Eckhard Fuhr praises the self-ironic investigation of Germanness in the German National Museum in Nuremberg. "A path of German longing leads from Goethe's Roman Campagna deep into the Blue Grotto in Capri, through the history of German education, the German pop song right through to the Aldi food store chain. The German longing for all things Italian, and the Italianisation of German daily life are an especially gripping chapter in the exhibition. It shows how the history of ideas, migration, tourism and design, the European market and the media all work together in a large cultural and historical laboratory."


Neue Zürcher Zeitung, 02.06.2006


Istanbul's Roma quarter Sulukule, one of the oldest of its kind, stands to be torn down to make way for a new museum quarter.

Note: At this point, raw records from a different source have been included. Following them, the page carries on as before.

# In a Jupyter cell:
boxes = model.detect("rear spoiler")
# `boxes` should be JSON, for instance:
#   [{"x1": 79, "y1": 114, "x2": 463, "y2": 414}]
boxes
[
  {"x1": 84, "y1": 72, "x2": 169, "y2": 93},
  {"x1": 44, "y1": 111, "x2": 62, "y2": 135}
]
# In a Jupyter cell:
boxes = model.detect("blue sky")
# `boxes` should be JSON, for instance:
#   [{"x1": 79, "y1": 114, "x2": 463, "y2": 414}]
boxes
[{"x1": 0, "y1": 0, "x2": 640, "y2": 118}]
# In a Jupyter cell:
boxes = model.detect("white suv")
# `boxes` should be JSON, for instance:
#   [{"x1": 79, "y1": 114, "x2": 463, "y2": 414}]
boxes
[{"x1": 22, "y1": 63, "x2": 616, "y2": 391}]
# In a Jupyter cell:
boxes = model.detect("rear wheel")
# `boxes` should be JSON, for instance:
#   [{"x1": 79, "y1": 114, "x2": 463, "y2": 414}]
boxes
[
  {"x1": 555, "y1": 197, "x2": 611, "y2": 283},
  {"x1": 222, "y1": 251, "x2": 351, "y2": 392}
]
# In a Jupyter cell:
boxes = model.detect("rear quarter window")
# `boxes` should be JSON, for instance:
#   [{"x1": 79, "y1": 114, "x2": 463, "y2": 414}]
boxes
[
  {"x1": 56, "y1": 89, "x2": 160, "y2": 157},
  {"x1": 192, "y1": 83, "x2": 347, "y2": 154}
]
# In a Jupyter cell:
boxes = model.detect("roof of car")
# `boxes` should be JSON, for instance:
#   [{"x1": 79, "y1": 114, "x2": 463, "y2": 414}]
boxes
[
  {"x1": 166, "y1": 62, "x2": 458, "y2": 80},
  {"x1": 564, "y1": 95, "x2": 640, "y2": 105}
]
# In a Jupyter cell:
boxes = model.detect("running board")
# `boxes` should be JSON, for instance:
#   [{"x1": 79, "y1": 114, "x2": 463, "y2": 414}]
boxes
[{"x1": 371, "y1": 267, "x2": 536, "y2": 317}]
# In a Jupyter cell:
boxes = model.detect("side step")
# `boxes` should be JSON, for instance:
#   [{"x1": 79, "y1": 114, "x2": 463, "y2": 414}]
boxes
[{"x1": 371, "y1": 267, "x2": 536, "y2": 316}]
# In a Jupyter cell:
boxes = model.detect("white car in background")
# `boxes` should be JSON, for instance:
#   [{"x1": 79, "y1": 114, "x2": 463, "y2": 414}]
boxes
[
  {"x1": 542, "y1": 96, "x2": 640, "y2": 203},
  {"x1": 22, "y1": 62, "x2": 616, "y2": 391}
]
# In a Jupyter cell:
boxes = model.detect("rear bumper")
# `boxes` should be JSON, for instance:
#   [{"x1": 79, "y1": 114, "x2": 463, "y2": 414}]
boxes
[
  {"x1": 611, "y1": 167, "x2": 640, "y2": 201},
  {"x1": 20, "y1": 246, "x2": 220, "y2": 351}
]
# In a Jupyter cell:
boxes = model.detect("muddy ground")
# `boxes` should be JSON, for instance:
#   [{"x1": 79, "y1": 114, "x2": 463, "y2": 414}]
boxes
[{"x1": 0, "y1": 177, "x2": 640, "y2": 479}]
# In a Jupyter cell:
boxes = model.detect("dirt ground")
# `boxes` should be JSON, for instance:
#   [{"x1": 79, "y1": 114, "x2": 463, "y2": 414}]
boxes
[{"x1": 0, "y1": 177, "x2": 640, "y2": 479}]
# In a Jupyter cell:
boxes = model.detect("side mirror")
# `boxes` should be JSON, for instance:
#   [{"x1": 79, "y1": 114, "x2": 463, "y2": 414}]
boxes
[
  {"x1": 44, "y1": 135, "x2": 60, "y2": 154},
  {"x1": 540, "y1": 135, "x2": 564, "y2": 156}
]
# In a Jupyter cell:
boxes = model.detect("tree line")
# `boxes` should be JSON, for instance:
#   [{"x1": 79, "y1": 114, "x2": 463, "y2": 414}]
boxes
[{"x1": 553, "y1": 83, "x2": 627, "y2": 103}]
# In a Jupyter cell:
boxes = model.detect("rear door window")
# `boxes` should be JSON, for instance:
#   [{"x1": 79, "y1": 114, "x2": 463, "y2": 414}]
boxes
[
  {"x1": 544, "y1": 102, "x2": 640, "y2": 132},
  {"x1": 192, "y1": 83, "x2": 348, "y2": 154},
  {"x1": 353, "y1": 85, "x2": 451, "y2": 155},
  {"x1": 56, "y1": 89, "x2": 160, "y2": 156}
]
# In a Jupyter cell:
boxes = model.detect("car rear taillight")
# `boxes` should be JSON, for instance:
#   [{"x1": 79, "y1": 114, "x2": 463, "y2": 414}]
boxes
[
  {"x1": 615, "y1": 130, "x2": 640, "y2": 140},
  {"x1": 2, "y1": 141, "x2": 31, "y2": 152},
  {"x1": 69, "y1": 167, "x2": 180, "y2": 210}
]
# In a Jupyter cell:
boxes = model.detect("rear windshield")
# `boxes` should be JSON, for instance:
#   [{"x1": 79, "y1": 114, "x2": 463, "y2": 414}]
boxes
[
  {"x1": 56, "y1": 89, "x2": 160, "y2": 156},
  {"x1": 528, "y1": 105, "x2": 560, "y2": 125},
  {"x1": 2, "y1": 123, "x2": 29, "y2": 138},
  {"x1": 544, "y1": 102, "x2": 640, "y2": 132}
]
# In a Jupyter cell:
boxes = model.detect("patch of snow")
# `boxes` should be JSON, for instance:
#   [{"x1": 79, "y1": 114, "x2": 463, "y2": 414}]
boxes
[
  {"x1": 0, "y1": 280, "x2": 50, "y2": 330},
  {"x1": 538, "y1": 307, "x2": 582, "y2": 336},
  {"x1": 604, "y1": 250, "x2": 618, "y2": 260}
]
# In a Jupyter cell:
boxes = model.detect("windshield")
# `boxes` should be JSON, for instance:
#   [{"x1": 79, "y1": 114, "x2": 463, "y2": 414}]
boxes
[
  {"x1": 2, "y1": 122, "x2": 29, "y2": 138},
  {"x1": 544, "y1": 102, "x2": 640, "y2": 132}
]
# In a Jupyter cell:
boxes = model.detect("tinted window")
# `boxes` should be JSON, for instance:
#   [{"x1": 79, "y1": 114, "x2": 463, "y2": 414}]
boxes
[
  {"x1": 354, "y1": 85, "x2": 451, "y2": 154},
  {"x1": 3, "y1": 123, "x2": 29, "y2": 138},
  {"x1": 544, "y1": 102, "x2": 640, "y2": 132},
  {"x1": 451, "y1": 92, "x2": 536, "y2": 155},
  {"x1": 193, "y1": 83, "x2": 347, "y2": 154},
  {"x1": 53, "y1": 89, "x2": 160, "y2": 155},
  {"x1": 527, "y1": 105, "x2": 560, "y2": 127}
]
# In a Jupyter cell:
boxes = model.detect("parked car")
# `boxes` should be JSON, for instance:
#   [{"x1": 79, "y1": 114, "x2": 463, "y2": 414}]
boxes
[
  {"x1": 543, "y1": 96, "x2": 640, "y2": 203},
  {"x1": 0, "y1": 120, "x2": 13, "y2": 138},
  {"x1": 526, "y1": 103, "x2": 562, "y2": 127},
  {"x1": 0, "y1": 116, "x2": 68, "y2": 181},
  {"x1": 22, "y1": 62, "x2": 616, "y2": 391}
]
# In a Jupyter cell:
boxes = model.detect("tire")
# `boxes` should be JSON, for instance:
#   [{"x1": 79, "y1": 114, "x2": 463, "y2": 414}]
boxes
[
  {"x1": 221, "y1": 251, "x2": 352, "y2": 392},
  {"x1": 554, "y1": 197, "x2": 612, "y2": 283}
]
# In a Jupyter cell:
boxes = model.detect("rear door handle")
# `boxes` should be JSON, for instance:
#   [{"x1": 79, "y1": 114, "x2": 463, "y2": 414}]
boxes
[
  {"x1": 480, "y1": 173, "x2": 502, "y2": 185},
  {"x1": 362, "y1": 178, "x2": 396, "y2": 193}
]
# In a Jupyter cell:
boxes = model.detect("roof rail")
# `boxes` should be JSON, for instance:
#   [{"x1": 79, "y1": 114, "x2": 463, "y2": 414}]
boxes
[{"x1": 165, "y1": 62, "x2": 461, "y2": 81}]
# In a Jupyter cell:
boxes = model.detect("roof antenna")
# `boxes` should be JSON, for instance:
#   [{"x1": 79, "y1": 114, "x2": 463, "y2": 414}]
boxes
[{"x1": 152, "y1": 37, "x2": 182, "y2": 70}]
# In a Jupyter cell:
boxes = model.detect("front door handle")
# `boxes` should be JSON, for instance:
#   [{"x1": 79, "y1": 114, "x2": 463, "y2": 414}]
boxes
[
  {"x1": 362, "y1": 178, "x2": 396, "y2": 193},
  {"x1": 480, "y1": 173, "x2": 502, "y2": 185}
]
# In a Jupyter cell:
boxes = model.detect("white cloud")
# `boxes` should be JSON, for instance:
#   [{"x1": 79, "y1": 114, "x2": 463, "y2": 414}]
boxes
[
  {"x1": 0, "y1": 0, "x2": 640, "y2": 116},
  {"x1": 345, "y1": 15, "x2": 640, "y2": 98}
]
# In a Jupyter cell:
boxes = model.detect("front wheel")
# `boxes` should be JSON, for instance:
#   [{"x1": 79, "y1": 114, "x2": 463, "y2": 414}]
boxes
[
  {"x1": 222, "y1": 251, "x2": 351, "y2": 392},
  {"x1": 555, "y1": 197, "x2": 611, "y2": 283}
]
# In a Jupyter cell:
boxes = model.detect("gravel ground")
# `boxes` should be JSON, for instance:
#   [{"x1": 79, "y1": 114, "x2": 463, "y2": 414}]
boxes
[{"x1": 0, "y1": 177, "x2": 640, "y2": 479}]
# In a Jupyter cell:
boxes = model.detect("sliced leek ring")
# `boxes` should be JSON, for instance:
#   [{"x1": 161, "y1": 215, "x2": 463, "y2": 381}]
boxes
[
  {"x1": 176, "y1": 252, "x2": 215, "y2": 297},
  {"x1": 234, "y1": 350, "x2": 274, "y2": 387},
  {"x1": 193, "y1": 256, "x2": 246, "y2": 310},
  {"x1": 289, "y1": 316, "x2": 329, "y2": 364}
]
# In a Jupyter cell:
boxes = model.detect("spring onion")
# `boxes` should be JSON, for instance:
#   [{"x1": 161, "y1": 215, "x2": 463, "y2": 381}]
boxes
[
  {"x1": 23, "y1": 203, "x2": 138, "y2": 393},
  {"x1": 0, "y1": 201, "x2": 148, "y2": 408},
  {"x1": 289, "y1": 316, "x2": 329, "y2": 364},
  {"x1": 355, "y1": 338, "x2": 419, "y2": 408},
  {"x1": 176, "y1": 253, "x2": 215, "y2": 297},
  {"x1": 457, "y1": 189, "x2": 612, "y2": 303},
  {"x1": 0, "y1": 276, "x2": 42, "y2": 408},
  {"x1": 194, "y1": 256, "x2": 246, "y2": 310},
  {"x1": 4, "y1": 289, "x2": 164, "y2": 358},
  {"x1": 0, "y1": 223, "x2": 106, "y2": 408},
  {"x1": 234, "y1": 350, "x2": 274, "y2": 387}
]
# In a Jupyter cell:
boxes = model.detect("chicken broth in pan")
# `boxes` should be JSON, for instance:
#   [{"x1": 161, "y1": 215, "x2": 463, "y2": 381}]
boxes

Günter Seufert suspects motives at work other than purely economic ones. "Still today, alongside all the rubbish collectors and craftsmen, there are a lot of musicians in Sulukule, whose women and daughters have now started performing as dancers in the bars. Until the 90s, Sulukule was a favoured haunt of the well-heeled visitor who could find here what was otherwise rare in the strictly Muslim Istanbul of the day – in some of the huts the girls would let their drapery fall. This business niche has long since been internationalised in Istanbul, but in men's fantasies Sulukule is still what it once was. Stories of the loose morals of the Roma woman flicker through the city."


Frankfurter Allgemeine Zeitung, 02.06.2006


Painter Georg Baselitz explains in an interview why he has painted some of his works a second time. "In recent years I have increasing started working with a photo in my left hand, which is something I never used to do. I take photos of paintings, by Edvard Munch for example. I use quotations. And I do the same thing with my own work. I take photos of my paintings and I paint them again. They recall a situation, a painting, a time, in such a profusely emotional way, that they cannot but address the thing again. Naturally to do it better. This is a protest."